Try this.  Pull up a chair 2' in front of your speakers.  If you can't move the speakers, put it up to just 1, and listen for yourself.

The difference between what you hear sitting in front of the speaker like this, and what you hear at your normal location is all in the speaker dispersion and room acoustics. If you feel mesmerized, entranced, and wowed by your speaker at 2' but not 8' you really should consider improving the room, and if you can't, consider getting speakers with alternative room coupling, like ESL's, line arrays, bi-polars, etc.

That is all,


Erik
erik_squires
There are other alternatives to treating your room with panels traps and wotnots.

Lyngdorf room perfect DSP is very good at dealing with the room acoustics allowing much more practical and WAF speaker placement in you don’t have the luxury of a dedicated listening room like me. 
So can unplugged subwoofers screw up the sound. Thanks to a fellow-phile on AA, who responded to my thread there where I stated that I was no longer using my 2 SVS subs (the tall ones), which are in the system picture that I provided.

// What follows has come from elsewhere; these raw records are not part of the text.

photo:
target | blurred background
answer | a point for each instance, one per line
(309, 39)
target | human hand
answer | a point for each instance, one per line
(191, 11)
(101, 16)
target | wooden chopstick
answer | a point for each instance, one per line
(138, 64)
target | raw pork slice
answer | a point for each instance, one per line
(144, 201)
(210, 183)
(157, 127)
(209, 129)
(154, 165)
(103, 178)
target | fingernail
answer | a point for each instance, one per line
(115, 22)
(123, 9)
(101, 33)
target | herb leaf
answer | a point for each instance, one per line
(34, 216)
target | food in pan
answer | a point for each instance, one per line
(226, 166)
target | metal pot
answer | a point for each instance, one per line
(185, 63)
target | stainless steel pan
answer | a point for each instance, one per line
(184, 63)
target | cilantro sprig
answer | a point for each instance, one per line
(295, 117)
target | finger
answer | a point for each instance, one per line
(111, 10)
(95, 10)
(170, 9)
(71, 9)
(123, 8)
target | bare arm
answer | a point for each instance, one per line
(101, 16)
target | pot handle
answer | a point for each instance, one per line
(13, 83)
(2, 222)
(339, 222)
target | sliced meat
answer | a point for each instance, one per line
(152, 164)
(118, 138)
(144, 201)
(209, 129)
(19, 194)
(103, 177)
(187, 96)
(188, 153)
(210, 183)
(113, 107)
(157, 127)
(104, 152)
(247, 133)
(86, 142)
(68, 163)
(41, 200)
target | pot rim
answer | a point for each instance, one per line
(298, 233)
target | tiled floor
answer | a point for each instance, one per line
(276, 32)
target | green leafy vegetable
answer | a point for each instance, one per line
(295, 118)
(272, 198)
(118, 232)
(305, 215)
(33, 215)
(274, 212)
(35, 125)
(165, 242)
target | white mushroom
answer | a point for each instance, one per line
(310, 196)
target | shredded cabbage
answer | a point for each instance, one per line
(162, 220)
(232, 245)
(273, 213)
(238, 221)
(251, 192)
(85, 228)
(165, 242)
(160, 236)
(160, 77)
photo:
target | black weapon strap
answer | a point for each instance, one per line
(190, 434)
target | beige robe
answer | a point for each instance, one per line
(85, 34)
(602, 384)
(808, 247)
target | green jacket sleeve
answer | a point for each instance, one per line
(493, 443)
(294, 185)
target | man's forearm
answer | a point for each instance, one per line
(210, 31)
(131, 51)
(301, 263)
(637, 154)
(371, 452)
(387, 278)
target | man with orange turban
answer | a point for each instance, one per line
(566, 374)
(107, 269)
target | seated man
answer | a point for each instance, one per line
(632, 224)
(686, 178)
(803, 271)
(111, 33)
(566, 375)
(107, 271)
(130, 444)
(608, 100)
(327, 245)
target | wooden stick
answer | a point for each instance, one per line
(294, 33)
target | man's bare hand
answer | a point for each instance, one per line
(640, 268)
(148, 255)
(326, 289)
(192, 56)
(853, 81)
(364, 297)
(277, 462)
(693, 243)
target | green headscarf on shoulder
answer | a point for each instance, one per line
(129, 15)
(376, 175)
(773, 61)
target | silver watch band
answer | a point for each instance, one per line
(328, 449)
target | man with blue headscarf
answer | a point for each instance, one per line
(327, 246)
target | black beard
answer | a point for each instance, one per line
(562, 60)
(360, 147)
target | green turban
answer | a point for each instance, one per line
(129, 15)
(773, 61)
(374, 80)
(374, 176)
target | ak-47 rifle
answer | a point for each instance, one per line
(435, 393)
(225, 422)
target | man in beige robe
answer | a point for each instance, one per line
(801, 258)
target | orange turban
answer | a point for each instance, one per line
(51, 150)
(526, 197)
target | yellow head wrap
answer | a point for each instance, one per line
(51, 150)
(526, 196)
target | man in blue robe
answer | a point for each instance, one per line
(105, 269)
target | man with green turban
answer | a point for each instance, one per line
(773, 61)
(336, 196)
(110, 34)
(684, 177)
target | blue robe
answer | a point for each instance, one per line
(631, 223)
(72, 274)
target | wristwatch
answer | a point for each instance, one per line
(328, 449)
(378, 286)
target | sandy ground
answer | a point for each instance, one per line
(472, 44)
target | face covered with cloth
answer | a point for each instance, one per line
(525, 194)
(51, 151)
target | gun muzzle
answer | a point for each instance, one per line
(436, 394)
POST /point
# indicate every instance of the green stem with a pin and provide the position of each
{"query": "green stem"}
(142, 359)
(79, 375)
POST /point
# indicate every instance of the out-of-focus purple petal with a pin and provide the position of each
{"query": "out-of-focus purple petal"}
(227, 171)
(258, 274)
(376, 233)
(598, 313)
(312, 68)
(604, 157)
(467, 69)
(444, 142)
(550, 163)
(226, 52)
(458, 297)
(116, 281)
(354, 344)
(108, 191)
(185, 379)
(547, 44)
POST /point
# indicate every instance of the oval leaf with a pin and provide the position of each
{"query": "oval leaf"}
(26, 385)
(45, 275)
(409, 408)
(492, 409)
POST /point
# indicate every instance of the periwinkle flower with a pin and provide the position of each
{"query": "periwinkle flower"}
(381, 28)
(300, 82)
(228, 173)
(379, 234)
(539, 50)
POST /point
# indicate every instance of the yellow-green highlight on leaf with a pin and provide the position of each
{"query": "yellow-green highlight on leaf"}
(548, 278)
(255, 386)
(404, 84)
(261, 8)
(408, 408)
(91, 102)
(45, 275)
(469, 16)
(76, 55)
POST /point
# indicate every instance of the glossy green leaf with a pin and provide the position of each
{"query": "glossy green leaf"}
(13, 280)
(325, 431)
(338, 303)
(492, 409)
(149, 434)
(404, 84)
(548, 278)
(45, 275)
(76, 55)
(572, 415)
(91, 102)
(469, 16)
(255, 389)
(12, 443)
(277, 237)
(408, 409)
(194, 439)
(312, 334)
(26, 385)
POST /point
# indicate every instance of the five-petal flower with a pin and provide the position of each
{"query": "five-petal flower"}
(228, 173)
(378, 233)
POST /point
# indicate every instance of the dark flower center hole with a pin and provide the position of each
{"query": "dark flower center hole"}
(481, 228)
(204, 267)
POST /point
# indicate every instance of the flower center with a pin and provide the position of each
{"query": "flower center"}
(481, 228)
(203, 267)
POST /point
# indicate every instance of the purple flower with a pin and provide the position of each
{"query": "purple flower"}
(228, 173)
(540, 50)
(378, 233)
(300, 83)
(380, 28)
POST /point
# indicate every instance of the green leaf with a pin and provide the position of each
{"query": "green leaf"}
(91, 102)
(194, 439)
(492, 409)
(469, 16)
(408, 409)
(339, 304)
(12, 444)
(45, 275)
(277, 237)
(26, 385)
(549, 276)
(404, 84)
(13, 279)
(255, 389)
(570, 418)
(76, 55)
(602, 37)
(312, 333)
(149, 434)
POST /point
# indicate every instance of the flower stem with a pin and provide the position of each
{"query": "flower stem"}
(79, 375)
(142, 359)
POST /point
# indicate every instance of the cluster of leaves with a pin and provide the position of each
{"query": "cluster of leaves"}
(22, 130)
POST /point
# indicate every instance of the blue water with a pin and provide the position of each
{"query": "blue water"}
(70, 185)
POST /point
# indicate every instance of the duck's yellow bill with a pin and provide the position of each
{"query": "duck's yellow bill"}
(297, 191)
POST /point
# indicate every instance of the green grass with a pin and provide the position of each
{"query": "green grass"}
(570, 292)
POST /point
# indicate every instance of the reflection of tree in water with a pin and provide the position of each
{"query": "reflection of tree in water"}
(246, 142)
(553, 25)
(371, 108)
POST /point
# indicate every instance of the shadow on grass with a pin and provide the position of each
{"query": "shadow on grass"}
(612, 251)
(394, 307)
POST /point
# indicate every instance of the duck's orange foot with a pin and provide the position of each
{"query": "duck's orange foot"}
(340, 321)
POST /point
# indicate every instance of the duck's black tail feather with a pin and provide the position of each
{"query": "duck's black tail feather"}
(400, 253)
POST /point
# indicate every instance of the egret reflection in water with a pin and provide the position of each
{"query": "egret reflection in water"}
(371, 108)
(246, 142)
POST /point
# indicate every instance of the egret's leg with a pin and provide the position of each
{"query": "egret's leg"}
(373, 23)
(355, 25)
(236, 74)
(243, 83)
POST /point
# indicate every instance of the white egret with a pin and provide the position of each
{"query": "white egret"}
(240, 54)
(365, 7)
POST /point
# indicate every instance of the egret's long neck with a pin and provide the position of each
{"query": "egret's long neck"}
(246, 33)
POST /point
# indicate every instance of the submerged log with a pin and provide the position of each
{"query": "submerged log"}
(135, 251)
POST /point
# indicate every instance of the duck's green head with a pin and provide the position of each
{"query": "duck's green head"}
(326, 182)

He said unpowered subs, being used or not, will negatively affect the SQ. Late yesterday I removed them and was shocked. Where the SQ was on the thick side, post subs it dances like a butterfly

hth
I agree that we are listening to our speakers and the response of the room in a locked relationship of excitation/response.
In an attempt to help a null around 85 Hz I got a bunch of GIK 244 series bass traps. Qty 4 24" x 24" squares (2 of those with flexrange), Qty 4 12x48, and Qty 2 freestanding panels. They work. 
Too much will suck the life out of the sound, and a little goes a long way. They are very effective. I'm still experimenting with the GIK and Vicoustic placement (done by ear mostly as the attempts to carefully quantify with REW /capable mic only took me so far); It's definitely worth the time and energy and is a learning experience I highly recommend if you are looking to squeeze as much performance from your gear as possible.
I am amazed by how much potential exists in our gear that just needs to be unlocked!
Acoustic treatments and power (cords and conditioners) are two huge pillars i've learned a lot about the past many months. Room tuning is both fun and exhausting, but very much worth the effort.
 


 
Mine sound just fine from where I sit....zero room treatment, just your average furnished room with both soft and reflective surfaces...I like my room and will not add UFO's to it....😁
Erik is right. You can dramatically reduce room effects by getting a line source bipolar ESL. Then you only need some acoustic tile behind the speaker nothing else. What you will notice is that the speaker sounds exactly the same at 12 feet as it does at 6 inches. Very spooky. The only manufacturer of this type of speaker now is Sound Labs.